Comment by busfahrer

1 day ago

I have been contemplating a M5 Pro MBP, but for the life for me I wasn't able to find benchmarks for real-world models, do you happen to know how many tokens per second roughly you get with MoE models like Qwen 3.6 35B/A3B or Gemma 4 26B?

11 comments

busfahrer

ahknight 1 day ago

I'm not normally one to share videos as answers, but this particular fellow does a LOT of work with local AIs and Macs and happens to have a nuanced answer. https://youtu.be/XGe7ldwFLSE

embedding-shape 1 day ago

You need to ask macOS people for their prefill speed as well, there are two numbers you care about here, and current MacBooks have generally terrible numbers when it comes to prefill performance. Surely it'll get better with time, but if you already have a desktop, I'd go the "beefy GPU" route first.

egorfine 1 day ago

Qwen 3.6 35B running on oMLX 0.3.9rc1: on oMLX I get 86 t/s on Q4 and 74 t/s on Q6.
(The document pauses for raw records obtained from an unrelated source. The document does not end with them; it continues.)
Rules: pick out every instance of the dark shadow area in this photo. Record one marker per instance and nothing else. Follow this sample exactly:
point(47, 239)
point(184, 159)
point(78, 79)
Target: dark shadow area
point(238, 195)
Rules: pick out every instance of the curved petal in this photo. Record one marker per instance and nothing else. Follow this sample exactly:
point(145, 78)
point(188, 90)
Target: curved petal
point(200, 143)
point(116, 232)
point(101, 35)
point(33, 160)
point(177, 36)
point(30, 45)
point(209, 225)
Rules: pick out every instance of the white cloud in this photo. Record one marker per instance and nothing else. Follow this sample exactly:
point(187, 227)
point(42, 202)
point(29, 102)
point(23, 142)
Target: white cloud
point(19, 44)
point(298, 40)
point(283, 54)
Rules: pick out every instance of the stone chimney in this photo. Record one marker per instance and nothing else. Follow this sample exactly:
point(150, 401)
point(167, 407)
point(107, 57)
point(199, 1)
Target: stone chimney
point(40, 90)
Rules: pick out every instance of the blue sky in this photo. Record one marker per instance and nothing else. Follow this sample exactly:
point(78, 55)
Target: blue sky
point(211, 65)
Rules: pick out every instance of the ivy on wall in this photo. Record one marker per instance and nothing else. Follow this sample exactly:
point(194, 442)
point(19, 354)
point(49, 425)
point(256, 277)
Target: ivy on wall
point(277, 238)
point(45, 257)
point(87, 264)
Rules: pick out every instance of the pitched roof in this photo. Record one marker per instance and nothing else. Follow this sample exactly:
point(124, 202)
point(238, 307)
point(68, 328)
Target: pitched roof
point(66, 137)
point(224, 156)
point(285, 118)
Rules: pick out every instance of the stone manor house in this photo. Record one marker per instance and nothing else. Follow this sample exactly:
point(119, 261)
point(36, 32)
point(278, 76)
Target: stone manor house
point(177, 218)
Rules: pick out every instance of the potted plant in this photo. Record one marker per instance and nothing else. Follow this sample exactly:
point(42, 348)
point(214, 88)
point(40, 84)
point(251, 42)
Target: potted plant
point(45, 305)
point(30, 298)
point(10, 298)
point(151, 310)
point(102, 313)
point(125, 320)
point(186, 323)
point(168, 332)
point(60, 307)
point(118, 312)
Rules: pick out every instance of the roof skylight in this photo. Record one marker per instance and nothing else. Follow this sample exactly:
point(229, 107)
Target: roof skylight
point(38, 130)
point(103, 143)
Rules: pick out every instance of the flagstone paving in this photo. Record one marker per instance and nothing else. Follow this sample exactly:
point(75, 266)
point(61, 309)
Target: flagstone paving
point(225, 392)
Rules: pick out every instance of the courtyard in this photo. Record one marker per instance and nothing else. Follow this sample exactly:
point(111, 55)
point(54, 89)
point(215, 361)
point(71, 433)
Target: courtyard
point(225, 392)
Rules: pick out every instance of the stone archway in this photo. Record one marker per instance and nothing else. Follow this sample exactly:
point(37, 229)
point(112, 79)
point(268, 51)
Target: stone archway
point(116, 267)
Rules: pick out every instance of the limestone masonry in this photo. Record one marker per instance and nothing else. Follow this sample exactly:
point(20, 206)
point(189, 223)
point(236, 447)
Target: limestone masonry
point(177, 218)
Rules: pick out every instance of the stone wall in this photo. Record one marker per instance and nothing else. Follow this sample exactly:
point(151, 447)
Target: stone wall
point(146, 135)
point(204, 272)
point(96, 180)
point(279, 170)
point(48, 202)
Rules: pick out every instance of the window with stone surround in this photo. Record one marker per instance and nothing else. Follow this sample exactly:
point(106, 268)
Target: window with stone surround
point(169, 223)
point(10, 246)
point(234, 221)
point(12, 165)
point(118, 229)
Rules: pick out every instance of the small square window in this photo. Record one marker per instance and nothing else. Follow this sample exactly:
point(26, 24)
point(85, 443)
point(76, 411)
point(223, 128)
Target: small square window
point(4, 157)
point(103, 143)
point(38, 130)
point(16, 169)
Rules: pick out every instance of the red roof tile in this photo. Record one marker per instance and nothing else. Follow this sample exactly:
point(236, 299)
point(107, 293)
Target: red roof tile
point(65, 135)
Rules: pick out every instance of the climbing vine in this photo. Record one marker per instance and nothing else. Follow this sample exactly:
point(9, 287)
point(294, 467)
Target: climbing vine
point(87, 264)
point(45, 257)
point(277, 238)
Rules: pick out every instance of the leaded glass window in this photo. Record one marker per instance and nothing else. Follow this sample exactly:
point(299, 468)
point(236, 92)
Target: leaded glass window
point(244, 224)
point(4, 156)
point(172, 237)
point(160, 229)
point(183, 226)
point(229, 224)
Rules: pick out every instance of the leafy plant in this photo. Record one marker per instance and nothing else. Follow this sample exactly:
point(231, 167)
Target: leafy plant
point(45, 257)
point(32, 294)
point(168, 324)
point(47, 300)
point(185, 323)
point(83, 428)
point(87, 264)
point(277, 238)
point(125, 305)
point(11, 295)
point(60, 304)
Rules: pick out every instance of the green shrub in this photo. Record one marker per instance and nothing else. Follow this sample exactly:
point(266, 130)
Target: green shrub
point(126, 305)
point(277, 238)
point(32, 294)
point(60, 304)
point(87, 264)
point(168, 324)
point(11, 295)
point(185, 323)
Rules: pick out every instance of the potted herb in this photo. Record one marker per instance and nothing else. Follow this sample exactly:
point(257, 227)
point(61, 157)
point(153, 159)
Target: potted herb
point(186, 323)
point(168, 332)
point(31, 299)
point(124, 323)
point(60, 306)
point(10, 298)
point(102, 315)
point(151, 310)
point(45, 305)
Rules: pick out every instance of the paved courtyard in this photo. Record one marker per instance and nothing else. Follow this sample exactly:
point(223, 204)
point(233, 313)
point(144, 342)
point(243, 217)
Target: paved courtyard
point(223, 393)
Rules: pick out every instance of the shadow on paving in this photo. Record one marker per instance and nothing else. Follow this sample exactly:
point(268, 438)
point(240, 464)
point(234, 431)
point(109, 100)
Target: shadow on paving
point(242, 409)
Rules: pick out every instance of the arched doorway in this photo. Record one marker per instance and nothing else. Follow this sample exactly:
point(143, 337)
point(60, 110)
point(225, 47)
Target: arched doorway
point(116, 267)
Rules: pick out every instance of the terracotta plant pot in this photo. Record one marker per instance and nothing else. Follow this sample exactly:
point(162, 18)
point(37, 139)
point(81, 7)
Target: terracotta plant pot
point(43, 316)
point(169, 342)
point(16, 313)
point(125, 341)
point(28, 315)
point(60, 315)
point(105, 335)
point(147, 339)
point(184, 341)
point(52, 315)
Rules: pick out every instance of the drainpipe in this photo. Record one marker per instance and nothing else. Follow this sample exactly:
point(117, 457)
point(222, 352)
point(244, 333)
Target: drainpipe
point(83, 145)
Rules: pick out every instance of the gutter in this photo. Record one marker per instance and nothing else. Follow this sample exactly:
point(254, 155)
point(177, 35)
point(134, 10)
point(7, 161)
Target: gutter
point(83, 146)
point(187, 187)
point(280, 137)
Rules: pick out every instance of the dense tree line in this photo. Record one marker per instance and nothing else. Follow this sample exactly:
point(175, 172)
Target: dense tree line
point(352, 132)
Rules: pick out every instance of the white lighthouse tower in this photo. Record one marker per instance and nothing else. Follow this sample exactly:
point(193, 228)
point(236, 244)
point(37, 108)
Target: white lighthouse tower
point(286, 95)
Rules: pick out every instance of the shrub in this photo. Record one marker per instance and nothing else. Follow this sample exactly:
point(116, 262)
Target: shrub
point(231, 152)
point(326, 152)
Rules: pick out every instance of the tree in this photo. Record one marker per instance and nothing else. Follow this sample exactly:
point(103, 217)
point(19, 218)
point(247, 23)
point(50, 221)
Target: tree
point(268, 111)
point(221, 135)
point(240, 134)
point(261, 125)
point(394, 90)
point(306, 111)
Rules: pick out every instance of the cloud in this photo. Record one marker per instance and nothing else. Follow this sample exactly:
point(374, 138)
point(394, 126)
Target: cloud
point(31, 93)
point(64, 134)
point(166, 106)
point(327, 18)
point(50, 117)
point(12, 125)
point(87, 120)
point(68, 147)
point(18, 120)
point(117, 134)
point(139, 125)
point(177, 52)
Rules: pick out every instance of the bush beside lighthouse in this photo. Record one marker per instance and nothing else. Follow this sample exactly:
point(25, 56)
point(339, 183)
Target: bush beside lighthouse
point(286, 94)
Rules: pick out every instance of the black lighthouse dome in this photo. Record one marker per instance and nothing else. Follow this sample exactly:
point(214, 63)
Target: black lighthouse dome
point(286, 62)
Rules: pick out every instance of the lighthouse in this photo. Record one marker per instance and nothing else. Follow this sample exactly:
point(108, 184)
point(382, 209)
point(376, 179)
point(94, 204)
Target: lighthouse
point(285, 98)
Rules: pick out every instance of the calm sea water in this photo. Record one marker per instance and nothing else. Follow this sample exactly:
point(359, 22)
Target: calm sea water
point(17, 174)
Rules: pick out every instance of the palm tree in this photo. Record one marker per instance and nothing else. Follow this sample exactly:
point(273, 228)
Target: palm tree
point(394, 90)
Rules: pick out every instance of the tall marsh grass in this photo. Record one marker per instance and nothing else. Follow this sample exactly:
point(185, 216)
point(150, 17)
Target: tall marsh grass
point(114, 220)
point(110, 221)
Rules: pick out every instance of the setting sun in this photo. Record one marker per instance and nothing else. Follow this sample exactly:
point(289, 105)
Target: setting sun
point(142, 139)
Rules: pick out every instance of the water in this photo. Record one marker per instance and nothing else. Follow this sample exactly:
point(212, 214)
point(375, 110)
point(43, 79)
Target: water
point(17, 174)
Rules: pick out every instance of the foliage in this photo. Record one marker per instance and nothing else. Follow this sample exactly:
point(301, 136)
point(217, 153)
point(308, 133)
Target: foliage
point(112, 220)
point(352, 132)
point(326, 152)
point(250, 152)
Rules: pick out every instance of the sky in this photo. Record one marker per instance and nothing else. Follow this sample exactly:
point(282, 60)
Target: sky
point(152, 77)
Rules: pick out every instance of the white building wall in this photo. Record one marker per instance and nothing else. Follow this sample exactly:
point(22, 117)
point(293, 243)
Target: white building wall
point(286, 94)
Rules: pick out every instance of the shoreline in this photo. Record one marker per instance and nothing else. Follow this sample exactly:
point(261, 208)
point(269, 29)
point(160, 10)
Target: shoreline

Bear in mind that ttft on MLX is much much faster on M5 Pro as compared to M4 Pro.

Also bear in mind that those figures are with NO optimizations whatsoever: no MCP, no DFlash. I am waiting for both to be released for the Qwen models.

busfahrer 1 day ago
Great, thanks! :-) and to mirror another poster: what kind of prompt parsing (prefill) speed do you get for that model? Also how is the speed for the 27B model?
- egorfine 1 day ago
  
  35B: 1300-1800 t/s on both Q4 and Q6.
  27B: give me 20 minutes
  
  1 reply →

egorfine 1 day ago

Qwen3.6 27B oQ6: 12.5 t/s generation, 340-360 t/s pp.

egorfine 1 day ago

Native MCP:

For Qwen 35B enabling native MCP on MLX models slows it down by 10%.

For Qwen 27B enabling native MCP on MLX models speeds token generation up almost exactly 1.5x.

(all tested on M5 pro).

mlvljr 1 day ago

[dead]

juancn 1 day ago

I'm running unsloth/Qwen3.6-35B-A3B-UD-Q8_K_XL on an M3 Max, 64GB at ~57 t/s with llama-server

brcmthrowaway 1 day ago

Prefill speed and 27B number?